NPR has a well-deserved reputation for airing thoughtful programming and the occasional quirky personality, but it’s also the place where a wide array of albums can be heard first, on the First Listen section of its NPR Music website. This helpful resource for music fans has premiered everything from The Fall’s latest release to Grizzly Bear, Dinosaur Jr., The xx, David Byrne & St. Vincent, Deerhoof, and many more.
As part of the deal, these albums gradually vanish from the archive, which is to be expected, because duh. But while the party lasts, First Listen is a great place to hear the latest notable releases, in full, for free, while you decide whether to purchase them or add them to your collection within a subscription service.
It started us thinking: How does NPR pull this off? So we asked.
Eliot Van Buskirk, Evolver.fm: NPR seems to have more — and better — album release streams than much of the “every second counts just post it right away” music blog community. How does it do that?
Amy Schriefer, senior product manager, NPR Music: “Better” is subjective, but thanks! NPR is not a blog, but a public media organization that has been producing news and cultural programming for over 40 years. The First Listen series will be four-years-old on September 30 (which I guess is a lifetime on the web). Here was our first feature.
Public radio has a history of introducing new music to listeners on-air, and this seemed like a natural extension. What we liked was that it seemed to capture the spirit of an old-school listening party at a record store. It inspired a lot of conversation and excitement from our users in the comments section and via social media. The series extends beyond NPR.org — it’s available on station websites across the country, and via NPR mobile. Public radio reaches audience of passionate music lovers (and consumers), so this is a good way to get their attention. But beyond our reach, I think our commitment to quality editorial brings an equal level of quality in return.
Evolver.fm: How does NPR acquire these exclusives, on a nuts-and-bolts level? Is someone calling around to the labels and artists, or how does it usually work?
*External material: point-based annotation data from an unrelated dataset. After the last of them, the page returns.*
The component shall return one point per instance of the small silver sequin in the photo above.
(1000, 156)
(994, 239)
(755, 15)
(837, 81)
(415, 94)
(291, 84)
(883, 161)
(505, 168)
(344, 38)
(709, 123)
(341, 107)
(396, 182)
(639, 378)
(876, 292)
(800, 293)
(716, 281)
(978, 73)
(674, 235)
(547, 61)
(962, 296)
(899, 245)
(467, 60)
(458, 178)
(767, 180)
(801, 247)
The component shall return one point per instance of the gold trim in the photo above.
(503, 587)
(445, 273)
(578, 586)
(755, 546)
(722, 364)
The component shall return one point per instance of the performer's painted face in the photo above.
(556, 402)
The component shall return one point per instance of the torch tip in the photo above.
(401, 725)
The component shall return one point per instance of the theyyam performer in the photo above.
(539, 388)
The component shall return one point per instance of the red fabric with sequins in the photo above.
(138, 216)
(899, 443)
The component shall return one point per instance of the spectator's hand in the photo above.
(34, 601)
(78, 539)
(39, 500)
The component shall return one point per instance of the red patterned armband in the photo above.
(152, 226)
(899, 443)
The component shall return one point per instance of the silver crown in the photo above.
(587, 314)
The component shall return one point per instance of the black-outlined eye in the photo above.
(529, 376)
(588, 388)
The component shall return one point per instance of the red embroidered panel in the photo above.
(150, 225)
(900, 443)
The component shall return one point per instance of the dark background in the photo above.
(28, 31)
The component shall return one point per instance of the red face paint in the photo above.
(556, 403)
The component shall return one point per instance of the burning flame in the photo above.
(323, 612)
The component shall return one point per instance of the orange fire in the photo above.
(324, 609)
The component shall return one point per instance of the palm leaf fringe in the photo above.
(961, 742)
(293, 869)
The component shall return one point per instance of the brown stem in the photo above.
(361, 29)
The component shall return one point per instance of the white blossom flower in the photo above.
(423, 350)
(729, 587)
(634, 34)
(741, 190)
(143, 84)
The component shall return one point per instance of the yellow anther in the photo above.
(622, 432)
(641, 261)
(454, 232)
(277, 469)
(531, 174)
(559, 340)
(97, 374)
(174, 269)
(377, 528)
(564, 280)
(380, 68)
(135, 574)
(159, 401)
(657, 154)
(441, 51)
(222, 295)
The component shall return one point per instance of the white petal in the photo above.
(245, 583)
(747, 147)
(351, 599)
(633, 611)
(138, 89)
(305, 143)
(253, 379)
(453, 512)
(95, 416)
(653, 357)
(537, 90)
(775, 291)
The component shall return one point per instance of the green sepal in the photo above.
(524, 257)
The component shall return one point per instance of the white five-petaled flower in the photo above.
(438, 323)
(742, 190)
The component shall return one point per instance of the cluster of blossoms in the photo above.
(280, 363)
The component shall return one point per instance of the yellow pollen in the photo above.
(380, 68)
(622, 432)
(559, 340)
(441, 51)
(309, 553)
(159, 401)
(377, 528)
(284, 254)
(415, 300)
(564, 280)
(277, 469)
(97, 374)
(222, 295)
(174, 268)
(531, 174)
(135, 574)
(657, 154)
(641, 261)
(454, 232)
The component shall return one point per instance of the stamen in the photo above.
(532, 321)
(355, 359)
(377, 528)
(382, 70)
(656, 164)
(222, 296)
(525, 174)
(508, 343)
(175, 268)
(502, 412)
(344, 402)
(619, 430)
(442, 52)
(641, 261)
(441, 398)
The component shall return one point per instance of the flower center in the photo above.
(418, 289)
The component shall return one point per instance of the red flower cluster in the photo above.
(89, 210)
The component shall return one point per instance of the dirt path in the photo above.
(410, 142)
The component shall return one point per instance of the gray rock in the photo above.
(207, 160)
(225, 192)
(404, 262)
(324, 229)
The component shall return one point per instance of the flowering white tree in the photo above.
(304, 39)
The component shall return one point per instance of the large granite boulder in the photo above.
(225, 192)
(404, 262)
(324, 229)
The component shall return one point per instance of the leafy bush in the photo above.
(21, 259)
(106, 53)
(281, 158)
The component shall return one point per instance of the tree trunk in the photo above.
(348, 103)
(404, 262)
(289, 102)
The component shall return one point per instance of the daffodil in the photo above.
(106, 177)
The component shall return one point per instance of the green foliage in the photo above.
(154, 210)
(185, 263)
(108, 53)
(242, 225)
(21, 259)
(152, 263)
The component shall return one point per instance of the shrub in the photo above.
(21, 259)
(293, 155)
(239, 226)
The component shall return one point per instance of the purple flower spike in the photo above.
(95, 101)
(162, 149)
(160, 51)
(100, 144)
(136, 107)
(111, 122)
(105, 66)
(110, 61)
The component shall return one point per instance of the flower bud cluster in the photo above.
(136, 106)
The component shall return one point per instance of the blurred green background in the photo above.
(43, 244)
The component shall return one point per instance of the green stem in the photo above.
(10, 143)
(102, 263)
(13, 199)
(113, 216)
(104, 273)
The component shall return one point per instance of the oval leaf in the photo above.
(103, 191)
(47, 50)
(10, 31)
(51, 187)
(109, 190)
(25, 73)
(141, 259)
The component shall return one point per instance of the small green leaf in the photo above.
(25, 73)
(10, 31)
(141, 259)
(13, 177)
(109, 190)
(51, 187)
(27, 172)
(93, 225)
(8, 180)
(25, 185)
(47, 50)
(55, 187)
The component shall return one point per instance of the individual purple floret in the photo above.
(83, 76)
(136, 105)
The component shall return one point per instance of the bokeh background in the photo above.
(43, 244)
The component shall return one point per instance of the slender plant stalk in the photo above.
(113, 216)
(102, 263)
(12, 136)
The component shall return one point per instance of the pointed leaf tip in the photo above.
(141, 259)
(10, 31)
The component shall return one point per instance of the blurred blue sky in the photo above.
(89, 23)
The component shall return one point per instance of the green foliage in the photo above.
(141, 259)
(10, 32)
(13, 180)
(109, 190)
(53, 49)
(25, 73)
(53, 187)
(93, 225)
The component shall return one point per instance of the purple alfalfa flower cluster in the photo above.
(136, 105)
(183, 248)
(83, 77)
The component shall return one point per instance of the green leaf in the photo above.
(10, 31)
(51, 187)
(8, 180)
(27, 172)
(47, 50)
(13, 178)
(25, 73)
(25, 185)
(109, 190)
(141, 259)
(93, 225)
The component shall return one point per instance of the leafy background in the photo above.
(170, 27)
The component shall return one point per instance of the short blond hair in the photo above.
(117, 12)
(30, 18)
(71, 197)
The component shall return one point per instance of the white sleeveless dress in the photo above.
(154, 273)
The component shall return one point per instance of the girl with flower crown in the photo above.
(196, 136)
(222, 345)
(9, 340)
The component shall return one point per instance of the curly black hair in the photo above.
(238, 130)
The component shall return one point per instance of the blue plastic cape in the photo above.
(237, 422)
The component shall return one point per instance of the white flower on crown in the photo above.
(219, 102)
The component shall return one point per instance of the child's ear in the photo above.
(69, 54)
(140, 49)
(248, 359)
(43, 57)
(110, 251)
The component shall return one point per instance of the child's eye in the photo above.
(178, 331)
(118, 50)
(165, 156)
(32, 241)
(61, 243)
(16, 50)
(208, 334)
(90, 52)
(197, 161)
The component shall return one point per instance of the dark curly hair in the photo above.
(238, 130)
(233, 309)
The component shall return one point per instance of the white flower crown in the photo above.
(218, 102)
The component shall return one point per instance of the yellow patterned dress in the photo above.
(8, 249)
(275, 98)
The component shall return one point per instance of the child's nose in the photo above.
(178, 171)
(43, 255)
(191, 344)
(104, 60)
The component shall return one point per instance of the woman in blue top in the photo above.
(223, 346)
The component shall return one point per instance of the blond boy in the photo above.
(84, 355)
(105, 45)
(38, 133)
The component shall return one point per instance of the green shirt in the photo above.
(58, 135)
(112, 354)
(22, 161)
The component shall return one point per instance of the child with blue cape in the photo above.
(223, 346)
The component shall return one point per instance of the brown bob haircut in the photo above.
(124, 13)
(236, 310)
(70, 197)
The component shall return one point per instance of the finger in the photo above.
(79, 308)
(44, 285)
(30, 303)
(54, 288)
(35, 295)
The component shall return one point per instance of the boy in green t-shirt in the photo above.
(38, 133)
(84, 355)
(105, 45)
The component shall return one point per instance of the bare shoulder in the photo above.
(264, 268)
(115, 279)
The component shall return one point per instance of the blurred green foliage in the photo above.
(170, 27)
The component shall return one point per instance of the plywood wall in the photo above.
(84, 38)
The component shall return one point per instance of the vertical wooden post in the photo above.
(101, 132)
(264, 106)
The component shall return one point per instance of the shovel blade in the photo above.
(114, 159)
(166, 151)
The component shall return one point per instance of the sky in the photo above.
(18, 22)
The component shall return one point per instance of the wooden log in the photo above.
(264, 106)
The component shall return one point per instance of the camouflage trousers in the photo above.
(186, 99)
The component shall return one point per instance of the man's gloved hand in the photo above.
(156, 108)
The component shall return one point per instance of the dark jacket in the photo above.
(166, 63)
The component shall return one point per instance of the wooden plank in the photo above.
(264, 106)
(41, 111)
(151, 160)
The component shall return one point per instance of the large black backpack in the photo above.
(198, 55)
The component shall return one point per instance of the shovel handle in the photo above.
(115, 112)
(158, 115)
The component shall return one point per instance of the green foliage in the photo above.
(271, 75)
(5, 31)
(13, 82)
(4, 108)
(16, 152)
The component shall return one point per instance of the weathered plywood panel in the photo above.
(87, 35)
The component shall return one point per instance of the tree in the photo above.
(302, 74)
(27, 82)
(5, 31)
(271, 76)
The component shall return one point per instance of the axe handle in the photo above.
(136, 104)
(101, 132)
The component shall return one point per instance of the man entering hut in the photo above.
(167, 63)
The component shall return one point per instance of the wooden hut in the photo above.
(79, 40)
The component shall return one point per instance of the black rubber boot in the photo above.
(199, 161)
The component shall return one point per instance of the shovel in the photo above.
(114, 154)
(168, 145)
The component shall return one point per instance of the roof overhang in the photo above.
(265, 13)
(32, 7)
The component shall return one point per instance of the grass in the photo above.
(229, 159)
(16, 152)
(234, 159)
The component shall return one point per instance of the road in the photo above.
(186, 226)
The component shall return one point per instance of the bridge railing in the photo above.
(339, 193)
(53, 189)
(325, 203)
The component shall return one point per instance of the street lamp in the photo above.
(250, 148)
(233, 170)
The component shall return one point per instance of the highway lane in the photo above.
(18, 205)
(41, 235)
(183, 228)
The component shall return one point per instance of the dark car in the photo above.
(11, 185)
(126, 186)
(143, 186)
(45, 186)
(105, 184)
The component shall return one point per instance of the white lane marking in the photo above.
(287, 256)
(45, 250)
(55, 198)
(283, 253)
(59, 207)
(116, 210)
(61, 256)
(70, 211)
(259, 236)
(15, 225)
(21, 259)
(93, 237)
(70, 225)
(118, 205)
Schriefer: As a team, we consider upcoming releases — what we’re excited about, what our member stations are playing, and what the NPR news magazines will be chasing — and we discuss the best way to cover each album. If it’s an anticipated release and a strong record front-to-back, we’ll slot it for a First Listen. We source license permission for each stream from label and artists. We do get a lot of pitches from publicists and labels, but mostly we have a roadmap of what we want to feature weeks, sometimes months, in advance.
Evolver.fm: What does it do for these artists and their releases — any idea of the reach?
Schriefer: You’ll have to ask the artists about that. NPR Music receives three million unique visits per month online and on our apps. This doesn’t count the visits to station websites.
Evolver.fm: Do the exclusives play into on-air play as well, or are they online only?
Schriefer: It depends. I know that some of our stations that carry these album streams will also feature the content on air, i.e. KCRW and The Current. If the record is covered on one of our news magazines (Morning Edition, All Things Considered, Fresh Air, etc.), we’ll coordinate a call-out to the First Listen with the show. We are working on some ideas to better tap into the enormous reach of our broadcast audience.
Evolver.fm: Which one was your favorite, and why?
Schriefer: I like that we’re multi-genre and will push the boundaries of what people consider “NPR” music. You would think that blending the tastes of so many editors and DJs would sound strange, but it works. I loved streaming the Book Of Mormon soundtrack because it was so unexpectedly fantastic. But my favorite was the Fiona Apple record from this year. It was just great to have her back.
Evolver.fm: Finally, what does it do for NPR to be the first place where people hear all this cutting-edge stuff?
Schriefer: Public radio wouldn’t exist without listener support, so bringing new audiences to our work is mission critical. So is supporting great new music.